Some more bug-fixes:

  • Fix for object streams in files which require brute force searching.
  • Handle NullToken presence when creating documents.
  • Support for PDFs where the filters are defined as indirect references (against specification).
  • Support for CMYK when generating PNG images from IPdfImage.
  • Support for indexed ColorSpaces where palette is stored in a string.
  • Handle UTF16 strings in encrypted document dictionaries.
  • Handle documents with a XMP metadata stream instead of an information dictionary.
  • CCITTFaxDecode filter support.
  • Tweaks to DefaultWordExtractor to try and detect word gap size based on preceding text instead of a global gap threshold.

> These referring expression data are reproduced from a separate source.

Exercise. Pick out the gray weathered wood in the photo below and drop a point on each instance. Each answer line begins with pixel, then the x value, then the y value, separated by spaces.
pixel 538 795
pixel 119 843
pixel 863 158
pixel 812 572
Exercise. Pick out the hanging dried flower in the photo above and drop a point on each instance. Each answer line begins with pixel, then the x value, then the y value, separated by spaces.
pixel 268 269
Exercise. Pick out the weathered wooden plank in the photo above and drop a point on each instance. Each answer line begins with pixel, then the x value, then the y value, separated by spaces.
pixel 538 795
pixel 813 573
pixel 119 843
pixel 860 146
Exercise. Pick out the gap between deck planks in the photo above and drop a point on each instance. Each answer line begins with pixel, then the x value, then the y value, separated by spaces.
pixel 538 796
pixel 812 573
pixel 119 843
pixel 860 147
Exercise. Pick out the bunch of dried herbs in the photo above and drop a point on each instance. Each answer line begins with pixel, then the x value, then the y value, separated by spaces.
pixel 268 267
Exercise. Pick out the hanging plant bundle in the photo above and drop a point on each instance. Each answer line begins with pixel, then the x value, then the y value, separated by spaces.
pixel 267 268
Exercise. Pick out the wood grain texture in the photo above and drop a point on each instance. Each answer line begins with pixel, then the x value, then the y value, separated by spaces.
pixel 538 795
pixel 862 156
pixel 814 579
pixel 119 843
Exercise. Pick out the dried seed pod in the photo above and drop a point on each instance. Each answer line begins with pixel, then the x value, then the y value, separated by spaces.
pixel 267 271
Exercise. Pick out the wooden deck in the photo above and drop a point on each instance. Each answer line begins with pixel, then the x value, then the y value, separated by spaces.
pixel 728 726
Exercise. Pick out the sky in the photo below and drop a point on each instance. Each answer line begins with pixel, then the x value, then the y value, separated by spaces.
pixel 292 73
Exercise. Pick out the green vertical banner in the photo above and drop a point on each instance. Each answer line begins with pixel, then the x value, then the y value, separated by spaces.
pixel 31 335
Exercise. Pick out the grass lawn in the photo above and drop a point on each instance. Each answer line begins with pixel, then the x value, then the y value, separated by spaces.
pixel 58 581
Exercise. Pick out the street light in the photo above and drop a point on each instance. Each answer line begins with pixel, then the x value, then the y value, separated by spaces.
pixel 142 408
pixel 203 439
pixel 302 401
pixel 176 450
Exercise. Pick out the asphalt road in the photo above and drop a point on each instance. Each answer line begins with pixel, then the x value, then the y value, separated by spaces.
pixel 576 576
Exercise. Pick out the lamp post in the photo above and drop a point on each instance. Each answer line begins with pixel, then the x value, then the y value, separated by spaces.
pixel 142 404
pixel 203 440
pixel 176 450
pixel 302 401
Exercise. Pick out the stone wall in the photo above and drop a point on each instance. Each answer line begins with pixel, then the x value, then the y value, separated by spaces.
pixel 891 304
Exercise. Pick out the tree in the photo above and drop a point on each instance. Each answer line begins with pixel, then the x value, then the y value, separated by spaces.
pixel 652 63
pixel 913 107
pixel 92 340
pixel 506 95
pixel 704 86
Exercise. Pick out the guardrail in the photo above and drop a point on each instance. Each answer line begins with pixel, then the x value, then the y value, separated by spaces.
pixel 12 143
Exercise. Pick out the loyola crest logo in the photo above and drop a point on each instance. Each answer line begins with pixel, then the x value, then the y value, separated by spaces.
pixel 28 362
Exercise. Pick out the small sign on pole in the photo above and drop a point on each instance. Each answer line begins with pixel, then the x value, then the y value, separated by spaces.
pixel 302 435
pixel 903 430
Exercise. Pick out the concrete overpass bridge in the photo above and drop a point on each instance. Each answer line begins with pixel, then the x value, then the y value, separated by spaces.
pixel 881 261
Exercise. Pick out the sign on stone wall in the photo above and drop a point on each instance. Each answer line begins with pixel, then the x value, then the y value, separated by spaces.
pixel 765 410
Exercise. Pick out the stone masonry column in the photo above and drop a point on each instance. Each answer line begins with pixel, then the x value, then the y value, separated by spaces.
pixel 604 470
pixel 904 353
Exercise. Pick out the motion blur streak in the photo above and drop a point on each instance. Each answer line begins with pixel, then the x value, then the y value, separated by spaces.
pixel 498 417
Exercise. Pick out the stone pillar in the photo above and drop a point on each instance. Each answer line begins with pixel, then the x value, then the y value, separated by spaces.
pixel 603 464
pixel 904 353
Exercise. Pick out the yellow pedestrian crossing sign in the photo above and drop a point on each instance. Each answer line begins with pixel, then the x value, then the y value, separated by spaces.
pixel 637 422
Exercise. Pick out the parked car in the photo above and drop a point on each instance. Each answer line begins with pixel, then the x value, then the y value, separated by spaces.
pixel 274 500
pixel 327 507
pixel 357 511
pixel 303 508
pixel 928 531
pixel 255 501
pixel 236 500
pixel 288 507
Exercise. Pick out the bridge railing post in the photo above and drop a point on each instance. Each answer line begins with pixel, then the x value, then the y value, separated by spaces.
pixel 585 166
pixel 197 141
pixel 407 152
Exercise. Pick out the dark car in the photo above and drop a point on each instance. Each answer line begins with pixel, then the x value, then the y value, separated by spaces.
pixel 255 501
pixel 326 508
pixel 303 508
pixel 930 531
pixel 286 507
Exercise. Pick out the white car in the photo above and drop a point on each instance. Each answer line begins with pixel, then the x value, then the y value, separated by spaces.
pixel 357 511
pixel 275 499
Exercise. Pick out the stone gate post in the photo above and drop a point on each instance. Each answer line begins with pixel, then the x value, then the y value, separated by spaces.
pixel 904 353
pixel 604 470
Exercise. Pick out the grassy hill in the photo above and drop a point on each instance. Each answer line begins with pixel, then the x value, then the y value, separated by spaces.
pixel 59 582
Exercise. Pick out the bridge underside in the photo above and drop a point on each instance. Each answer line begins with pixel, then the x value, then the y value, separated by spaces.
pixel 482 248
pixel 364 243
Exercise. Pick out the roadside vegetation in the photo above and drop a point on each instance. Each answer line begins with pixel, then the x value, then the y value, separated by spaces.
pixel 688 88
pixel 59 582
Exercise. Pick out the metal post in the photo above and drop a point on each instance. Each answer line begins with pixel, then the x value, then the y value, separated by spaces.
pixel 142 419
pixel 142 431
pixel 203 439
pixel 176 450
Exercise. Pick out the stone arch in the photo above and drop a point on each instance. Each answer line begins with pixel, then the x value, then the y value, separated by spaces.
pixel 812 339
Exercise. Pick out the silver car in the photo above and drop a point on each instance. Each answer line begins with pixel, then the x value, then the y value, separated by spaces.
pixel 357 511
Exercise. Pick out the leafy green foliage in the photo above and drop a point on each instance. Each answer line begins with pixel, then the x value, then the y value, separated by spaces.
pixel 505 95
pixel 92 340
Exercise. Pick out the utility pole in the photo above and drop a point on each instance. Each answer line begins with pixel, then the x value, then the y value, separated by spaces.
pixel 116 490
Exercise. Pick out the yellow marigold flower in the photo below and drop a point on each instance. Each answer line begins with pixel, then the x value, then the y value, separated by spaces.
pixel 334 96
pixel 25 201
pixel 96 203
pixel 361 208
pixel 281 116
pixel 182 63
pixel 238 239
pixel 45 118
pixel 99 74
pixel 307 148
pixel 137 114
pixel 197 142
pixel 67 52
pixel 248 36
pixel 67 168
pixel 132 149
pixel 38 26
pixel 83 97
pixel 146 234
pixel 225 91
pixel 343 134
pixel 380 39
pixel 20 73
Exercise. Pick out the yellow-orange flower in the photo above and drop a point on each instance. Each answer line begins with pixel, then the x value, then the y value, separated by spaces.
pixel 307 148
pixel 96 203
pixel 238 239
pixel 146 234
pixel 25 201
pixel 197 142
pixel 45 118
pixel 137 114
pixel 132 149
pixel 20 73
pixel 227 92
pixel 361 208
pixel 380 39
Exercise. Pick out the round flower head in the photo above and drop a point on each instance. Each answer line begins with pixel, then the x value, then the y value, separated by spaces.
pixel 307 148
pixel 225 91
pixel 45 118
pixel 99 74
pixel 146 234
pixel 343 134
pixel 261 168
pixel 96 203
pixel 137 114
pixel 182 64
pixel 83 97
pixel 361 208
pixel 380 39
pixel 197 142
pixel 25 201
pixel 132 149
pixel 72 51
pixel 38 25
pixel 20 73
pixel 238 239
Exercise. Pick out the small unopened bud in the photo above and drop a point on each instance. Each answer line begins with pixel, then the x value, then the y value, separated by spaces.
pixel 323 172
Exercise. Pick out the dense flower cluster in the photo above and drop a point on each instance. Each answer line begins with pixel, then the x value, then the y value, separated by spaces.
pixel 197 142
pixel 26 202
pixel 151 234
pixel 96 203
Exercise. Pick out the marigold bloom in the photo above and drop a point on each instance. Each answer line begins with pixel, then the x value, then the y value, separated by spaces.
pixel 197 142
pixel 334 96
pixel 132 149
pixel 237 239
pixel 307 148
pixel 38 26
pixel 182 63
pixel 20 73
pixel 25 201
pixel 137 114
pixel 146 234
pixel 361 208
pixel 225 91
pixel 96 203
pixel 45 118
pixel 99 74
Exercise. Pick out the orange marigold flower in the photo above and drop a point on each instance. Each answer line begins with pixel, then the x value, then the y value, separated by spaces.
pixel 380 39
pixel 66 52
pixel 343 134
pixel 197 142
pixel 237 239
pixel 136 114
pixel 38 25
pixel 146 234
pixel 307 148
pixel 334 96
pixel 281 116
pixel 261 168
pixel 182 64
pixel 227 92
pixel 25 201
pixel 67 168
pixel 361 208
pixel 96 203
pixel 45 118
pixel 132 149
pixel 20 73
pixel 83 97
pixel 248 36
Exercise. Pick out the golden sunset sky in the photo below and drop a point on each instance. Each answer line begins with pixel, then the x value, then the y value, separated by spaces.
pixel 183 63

Note that changes to DefaultWordExtractor may change the output of calls to Page.GetWords() in this version.

v0.1.5-alpha001

3 years ago

First alpha version of 0.1.5

  • Fix glyph bounding boxes and paths for Type1 fonts using flexpoints.
  • Fix stack overflow when merging some documents.
  • Support loading existing documents into PdfDocumentBuilder.
  • Performance improvements for multithreaded scenarios.
  • Fix checked value for AcroForm checkboxes where the checked state is appearance only.
  • New page.GetOptionalContents() partial optional content retrieval support.
  • Partial support for colorspace details on IPdfImages.
  • Multiple bug-fixes for various font related issues.

Breaking changes:

  • PdfDocumentBuilder now implements IDisposable. This disposes the underlying stream by default but this is a MemoryStream normally so not any serious consequences if left undisposed.
  • PdfPageBuilder had the AdvancedEditing property removed. The API is now available in the ContentStream methods / properties (this was from #250).

v0.1.4

3 years ago
  • Adds support for filling rectangles when using PdfDocumentBuilder. The DrawRectangle method now takes an optional boolean parameter, fill.
  • Fix bug recognising Standard 14 fonts with Arial MT naming.
  • Handle unusual object streams containing endobj tokens.
  • Support broken Differences arrays for encodings.
  • Support very long xref streams by making infinite loop detection more relaxed.
  • Fix issue with parsing Type0 fonts that are using indirect references.
  • Internal structure changes to support pdf to image work.

v0.1.3

3 years ago
  • Fixes a set of bugs for font handling and PDF parsing.
  • Improves font detection on Linux systems
  • Improves calculation of PointSize for letters accounting for rotation and other transformations
  • Improves document layout analysis results in some cases
  • Fixes writing UTF strings when using document builder
  • Improvements to PDF graphics path API

v0.1.3-alpha001

3 years ago

First alpha version of 0.1.3

v0.1.2

3 years ago

Some new features, performance tweaks and improved Document Layout Analysis tools:

  • PDF/A compliance for PdfDocumentBuilder, use PdfDocumentBuilder.ArchiveStandard to select a PDF/A compliance level.
  • Performance improvements to parsing.
  • Clipping support for PdfPaths, now PdfSubpath. Use ParsingOptions.ClipPaths to enable clipping.
  • SVG Exporter in Document Layout Analysis
  • Improvements to Recursive XY Cut algorithm in Document Layout Analysis.
  • Fixes to PDF Merging to support more use-cases. Use PdfMerger.Merge to generate merged PDFs.
  • Proper support for letters and paths in rotated PDF documents, previous locations were incorrect when the page dictionary contained a rotation value.
  • Better support for guessing point size for letters.
  • ContentTextOrderExtractor in Document Layout Analysis uses the existing content order of text from the page's content stream to generate text as a string.
  • IPdfImage now supports TryGetBytes() instead of Bytes. TryGetBytes returns false for JPXDecode and DCTDecode image filters for which RawBytes represent a valid JPEG image.
  • Font flags such as bold and italic available on Letter.
  • Bugfix for CID fonts.
  • TextDirection is now TextOrientation, various fixes to the calculations of orientation and bounding box for Words.
  • Most Document Layout Analysis algorithms now take in a DlaOptions parameter to specify behaviour.
  • Bugfix to files with large amounts of trailing data.
  • Support for OpenType in CID fonts.